LISBON, Portugal (AP) -- Several thousand people are protesting in Lisbon against austerity cuts the government says are needed to help Portugal out of recession.
The nation is heading for a third straight year of negative growth, and protesters are worried more pain is heading their way as the government tries to make more savings.
One of Saturday's protesters, 71-year-old Jorge Silva, said the elderly are seeing nearly constant deterioration of their living conditions, including difficulty buying medicine "because they don't have money."
Portugal was the third country, after Greece and Ireland, to fall into the eurozone's financial crisis and required a (euro) 78 billion lifeline in May 2011 to avert bankruptcy.
Austerity cuts, particularly to health care services and public education, have triggered many strikes and street protests.

MADRID (AP) -- Demonstrations were held across Spain on Saturday to protest harsh repossession laws that have led to hundreds of thousands of evictions during the country's deep recession.
In Madrid -- one of 50 cities where such protests were planned -- thousands of people marched to demand that the government amend the laws. Demonstrations also took place in cities such as Barcelona, Pamplona, Valencia and Seville.
More than 350,000 Spaniards have received eviction orders since 2008 because they were unable to make mortgage payments.
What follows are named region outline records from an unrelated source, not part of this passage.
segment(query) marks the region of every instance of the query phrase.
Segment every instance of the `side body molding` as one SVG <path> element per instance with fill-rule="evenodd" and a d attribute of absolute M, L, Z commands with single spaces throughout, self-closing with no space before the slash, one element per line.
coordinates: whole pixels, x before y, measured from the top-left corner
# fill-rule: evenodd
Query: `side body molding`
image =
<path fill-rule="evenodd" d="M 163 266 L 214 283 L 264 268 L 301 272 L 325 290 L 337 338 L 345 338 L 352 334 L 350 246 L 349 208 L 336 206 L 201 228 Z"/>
Unemployment is at a staggering 26 percent, with young people the worst hit as Spain descends into a double-dip recession.
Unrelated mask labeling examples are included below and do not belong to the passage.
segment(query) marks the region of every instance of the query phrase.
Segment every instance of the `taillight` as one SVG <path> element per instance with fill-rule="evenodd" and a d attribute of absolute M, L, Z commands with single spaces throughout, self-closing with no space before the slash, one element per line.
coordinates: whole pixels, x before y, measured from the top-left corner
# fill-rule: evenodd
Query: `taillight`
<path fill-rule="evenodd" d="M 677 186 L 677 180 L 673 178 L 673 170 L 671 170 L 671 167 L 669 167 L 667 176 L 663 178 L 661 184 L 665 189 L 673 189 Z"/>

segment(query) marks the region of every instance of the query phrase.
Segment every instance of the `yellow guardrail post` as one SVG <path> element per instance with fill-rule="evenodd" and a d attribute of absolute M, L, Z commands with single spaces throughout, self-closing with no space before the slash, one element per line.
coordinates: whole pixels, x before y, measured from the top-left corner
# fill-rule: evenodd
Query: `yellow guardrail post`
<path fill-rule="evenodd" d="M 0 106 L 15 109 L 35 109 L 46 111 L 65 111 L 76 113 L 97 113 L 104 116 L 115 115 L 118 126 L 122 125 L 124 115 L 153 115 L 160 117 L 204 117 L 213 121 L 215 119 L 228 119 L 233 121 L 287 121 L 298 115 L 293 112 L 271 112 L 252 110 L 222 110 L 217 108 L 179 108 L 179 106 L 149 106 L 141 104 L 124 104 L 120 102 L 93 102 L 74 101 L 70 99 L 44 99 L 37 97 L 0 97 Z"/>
Most of those evicted remain liable to repay the sum originally borrowed, even as the value of their homes plunges, rendering them hard to sell.
Ada Colau -- a spokeswoman for the Stop Evictions platform who helped organize the demonstrations -- said the protesters are making these three demands on the government:
--That unemployed homeowners who cannot pay their mortgages can give their homes back to lenders as payment in kind and that this option is made available retroactively.
--That a moratorium on evictions is imposed.
--That vacant, unsold properties held by lenders are rented out as social housing.
Alarmed by growing disquiet over high eviction rates and the protests they have triggered, Prime Minister Mariano Rajoy's government already has yielded to demands to review the country's mortgage and eviction laws.
But many observers say the changes, affecting the powerful but struggling banking sector, could take months or years to be approved as they make their way through parliament.
"We cannot permit the legislative initiative that has already been given tacit approval by the government to be weakened or reduced to end up something unrecognizable," said Colau. "Our three demands are the bare minimum required."
Banks either sell repossessed homes for much less than the original mortgage value or can't unload them. That means the mortgage holders end up owing the difference or paying back the whole loan plus fees and court costs. Their wages can be garnished by the banks.
Madrid protester Carlos Gomez, 40, said Saturday that he has been warned he will be evicted from his home in April, under a strong police presence.
On Tuesday, a retired married couple committed suicide in Spain, leaving a note saying they also were about to lose their home. That rose to at least five the number of people who are believed to have committed suicide in Spain because they had been evicted or were about to be forcibly removed from their repossessed homes.